I’m writing to comment on the political cartoon in the Sunday, March 23, issue of the Courier with the message “Kill Whitey.”

The Courier missed the significance of Senator Obama’s speech, distancing himself from Rev. Jeremiah Wright, in publishing a cartoon distilling his talk into two words.

Certainly, Wright’s comments were offensive, but more importantly, the speech emphasized that exhortations like “Kill Whitey” and “Kill n. . . rs” are now repugnant to Americans. The speech went on to declare that the civil rights movement has moved from a struggle against injustices to the point where most people can eat in the same restaurants, vote at the same polling places and send their kids to the same schools.

Nevertheless, some people still fight old battles. Among them is Wright, who entered adulthood when Gov. Orval Faubus barred the door to Little Rock Central High School, when Sheriff Bull Connor used a cattle prod on demonstrators and when civil rights workers Michael Schwerner, James Chaney and Andrew Goodman were murdered in Mississippi. In a large part because of Rev. Martin Luther King and his efforts, and to a lesser degree people like Wright, women and blacks are on the Supreme Court and in serious contention for the U.S. presidency.

Thus, Senator Obama’s speech has two messages for the Gila Valley. First, in supporting civil rights, Wright contributed to America, although his ideas do not; and second, we can acknowledge the accomplishments of men like him at the same time that we hold more appropriate views of people who are different from us.
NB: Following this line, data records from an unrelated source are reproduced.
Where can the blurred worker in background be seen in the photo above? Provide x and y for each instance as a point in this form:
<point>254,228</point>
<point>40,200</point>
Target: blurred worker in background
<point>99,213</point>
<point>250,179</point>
Returning to Obama’s speech, NPR pointed out that its candid appraisal of race relations in America, the size of its audience and the attention paid to it in the media over the past two weeks acknowledge a shift in the quest for civil rights. This shift acknowledges things past like “whites only” water fountains and lunch counters, and in doing so, it puts the stamp of repugnancy on things like cartoons with a caricature shouting outdated, offensive exhortations like “Kill Whitey.”